Anna gulped. ‘He said, had I a pound coin to give him, and I wondered why he’d need one. So I found one and gave it to him, and he said … he said I’d just bought the bulk of his training college shares! Just like that!’
‘With the proviso that—?’
‘Yes, of course. We’ve to make Dilys a non-executive director so that she gets an income from us. Pour soul. We’ve all been so sorry for her, what she’s been through, and her father wanting shot of her. I was sworn to secrecy unti
l we’d got everything signed and sealed at the solicitors, which we did yesterday. Still I couldn’t tell anyone, but I helped him arrange a finger food and drink celebration for the tutors and the staff tonight with outside catering, everyone to dress up for it, and they all wanted to know what was going on, and I had to be mysterious and say they’d find out in due course. And that’s when Leon announced it. He made a perfectly splendid speech, and there was a formal handover, with the press and photographers and everything. I did wonder if you’d be there as well, seeing as you probably put the idea into his head—’
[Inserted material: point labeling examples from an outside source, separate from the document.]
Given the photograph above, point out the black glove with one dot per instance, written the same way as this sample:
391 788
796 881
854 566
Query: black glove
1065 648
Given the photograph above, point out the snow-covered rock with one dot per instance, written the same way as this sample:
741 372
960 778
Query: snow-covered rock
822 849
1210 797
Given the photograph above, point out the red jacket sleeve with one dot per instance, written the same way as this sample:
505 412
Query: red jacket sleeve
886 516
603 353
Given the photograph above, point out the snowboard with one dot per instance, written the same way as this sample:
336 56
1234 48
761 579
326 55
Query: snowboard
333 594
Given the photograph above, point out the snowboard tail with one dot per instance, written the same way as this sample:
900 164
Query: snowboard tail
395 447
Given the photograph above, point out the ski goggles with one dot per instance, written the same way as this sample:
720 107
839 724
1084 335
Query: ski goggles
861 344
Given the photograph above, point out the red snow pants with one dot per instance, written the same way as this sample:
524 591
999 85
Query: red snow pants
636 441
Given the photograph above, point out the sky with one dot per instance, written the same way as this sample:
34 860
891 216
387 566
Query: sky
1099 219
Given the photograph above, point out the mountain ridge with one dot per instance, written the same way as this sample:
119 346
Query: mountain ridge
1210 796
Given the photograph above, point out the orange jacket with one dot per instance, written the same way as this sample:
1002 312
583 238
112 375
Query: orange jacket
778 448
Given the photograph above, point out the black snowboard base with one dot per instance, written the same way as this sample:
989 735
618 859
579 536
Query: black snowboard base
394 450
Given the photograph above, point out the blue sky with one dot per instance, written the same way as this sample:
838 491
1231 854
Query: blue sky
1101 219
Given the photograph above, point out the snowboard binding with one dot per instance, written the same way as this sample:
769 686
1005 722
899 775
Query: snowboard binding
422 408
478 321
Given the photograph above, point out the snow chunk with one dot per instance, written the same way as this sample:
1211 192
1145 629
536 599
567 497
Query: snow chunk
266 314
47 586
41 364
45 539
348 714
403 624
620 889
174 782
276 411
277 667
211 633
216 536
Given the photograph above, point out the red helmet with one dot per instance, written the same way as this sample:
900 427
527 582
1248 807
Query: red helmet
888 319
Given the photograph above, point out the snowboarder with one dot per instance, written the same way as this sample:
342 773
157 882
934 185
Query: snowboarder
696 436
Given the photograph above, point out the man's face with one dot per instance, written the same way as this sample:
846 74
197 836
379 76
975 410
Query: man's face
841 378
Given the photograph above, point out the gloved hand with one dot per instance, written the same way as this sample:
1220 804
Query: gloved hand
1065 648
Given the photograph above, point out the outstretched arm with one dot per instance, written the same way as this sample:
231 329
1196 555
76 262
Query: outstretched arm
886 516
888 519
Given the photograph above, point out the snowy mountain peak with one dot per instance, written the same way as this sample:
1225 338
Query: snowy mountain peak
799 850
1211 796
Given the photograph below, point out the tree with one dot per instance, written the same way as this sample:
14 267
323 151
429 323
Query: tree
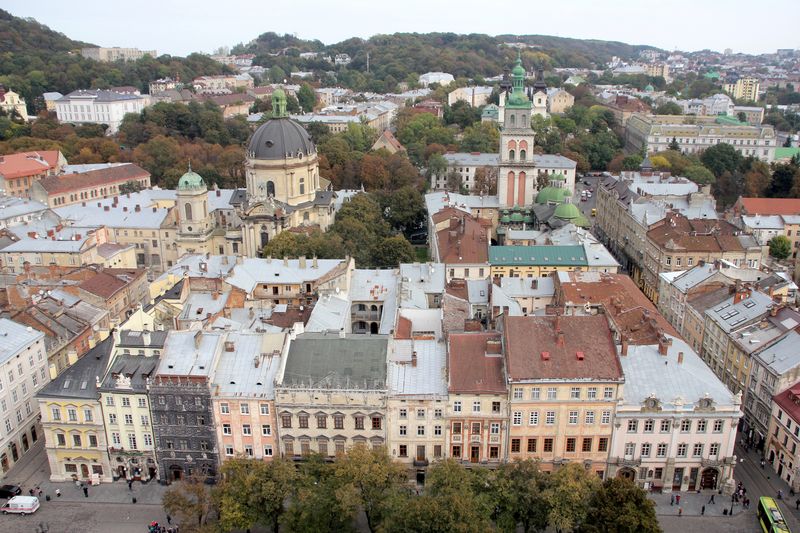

‘He thought of it all by himself. Selling you the college means you can develop it properly, you can continue to supply staff to the big house where appropriate, and Dilys’s future is secured.’
‘Leon is clever, isn’t he? Not that I … I mean, well, you understand, he’s not exactly my … I’m not exactly up to his weight.’ She was telling Bea she wasn’t interested, romantically.
‘You mean, you’d never know what he was up to?’
Anna laughed, relieved. ‘Mr Briscoe still has some shares, of course, but not many. Not enough to upset any decisions I want to make. One or two other people have a few shares – I think your son does, doesn’t he? Leon’s kept a few, and he’s giving some to Dilys, but I now own the bulk of them. Leon said I could go to him if I ever wanted advice, but that he didn’t think I’d need it. He’d asked me before if I meant to work till I retired, and I said I certainly did. At my age, I’m not likely to put my future into the hands of any man who might leave me stranded, as my first husband did. Not that I mean that Leon would … Sorry. That was out of order. I’ve had too many glasses of champagne.’
‘Make the most of it,’ said Bea. ‘My blessing, for what it’s worth. Some day soon you and I will get together and work out how we can help one another. You will train the staff, and I will find them jobs, right?’